Phase 3c — Model Explainability with SHAP

A black-box probability is useless to a growth team — they need to know why. I wrap the trained model in a SHAP TreeExplainer and generate two complementary views. A global summary plot ranks features by overall impact and shows the direction of their effect across all users, while a local waterfall plot decomposes a single high-risk prediction into the exact contribution of each feature — making every individual score auditable.

SHAP summary plot of global feature importance for the cart-abandonment model
Figure 1: SHAP global summary plot — each feature's overall impact on the model's cart-abandonment prediction, with point color encoding the feature value and horizontal spread encoding the magnitude of its effect.

Zooming from the global view to a single decision, the local waterfall plot below traces one high-risk session: starting from the model's base rate, each feature pushes the abandonment probability up or down until it lands on the final score — so a growth analyst can read off exactly which signals flagged that specific user.

SHAP waterfall plot explaining a single high-risk cart-abandonment prediction
Figure 2: SHAP local waterfall plot — a feature-by-feature breakdown of one individual prediction, showing how each input moves the score from the base value to the final abandonment probability.

Phase 4a — Real-Time Inference API (FastAPI)

The model is served behind a FastAPI backend that loads the serialized XGBoost model and SHAP explainer once at startup. The core POST /predict endpoint accepts a session's parameters as a typed Pydantic request, returns the abandonment probability, and — critically — renders the per-prediction SHAP waterfall plot server-side and ships it back as a base-64 PNG, so the front end gets both the score and its explanation in a single round-trip.

A second endpoint, POST /bulk_predict, accepts a list of sessions and vectorizes scoring across the whole batch — the backbone for the app's CSV-upload batch-scoring feature.

Phase 4b — Interactive Web App (Streamlit)

The user-facing layer is a multi-tab Streamlit application that turns the whole pipeline into something a non-technical stakeholder can explore:

  • Real-Time Predictor: sliders for views, carts, session duration, and checkout experience drive a live call to /predict; the app renders the probability, a color-coded risk verdict, and the SHAP explanation inline.
  • Live A/B Test Dashboard: queries the BigQuery Gold tables on demand and visualizes the experiment with Plotly — headline revenue and conversion-rate metrics with deltas, plus a Control-vs-Treatment conversion funnel.
  • Bulk Prediction: upload a CSV of sessions, score them all through /bulk_predict, preview the results, and download a scored file — the batch counterpart to the real-time tab.

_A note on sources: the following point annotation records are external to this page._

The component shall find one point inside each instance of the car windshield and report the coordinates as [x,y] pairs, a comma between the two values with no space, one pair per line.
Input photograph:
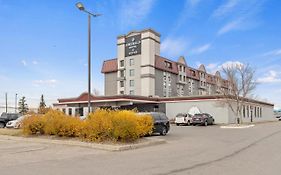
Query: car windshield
[4,115]
[198,115]
[181,115]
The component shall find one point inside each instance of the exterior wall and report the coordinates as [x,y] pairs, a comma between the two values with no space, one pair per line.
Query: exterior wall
[213,107]
[263,113]
[174,79]
[144,71]
[159,83]
[110,83]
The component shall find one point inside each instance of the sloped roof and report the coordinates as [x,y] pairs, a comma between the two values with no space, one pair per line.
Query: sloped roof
[192,73]
[202,68]
[182,60]
[160,64]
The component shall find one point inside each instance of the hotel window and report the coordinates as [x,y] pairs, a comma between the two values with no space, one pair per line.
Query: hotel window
[168,65]
[132,72]
[132,62]
[132,83]
[122,63]
[70,111]
[193,73]
[121,83]
[63,110]
[122,73]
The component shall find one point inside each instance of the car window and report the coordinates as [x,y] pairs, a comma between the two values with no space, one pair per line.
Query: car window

Phase 4c — Containerization & Deployment

Both services are containerized with their own Dockerfiles (slim Python 3.12 base images) and wired together with docker-compose: the API exposes port 8000 with a health check, and the Streamlit front end on port 8501 talks to it over the internal Docker network via an API_URL environment variable. This two-service design — stateless model API plus thin UI — is exactly the shape that deploys cleanly to a serverless target like Google Cloud Run.

Phase 4d — Model Observability (Evidently AI)

A model in production silently decays as the world shifts under it, so the project closes with monitoring. Using Evidently AI, I generate a Data Drift report that compares the original training distribution (the saved reference sample) against incoming production-like data, flagging when feature distributions such as cart counts or session duration have drifted far enough to warrant retraining. The output is a shareable HTML report — the early-warning system that keeps the deployed model honest.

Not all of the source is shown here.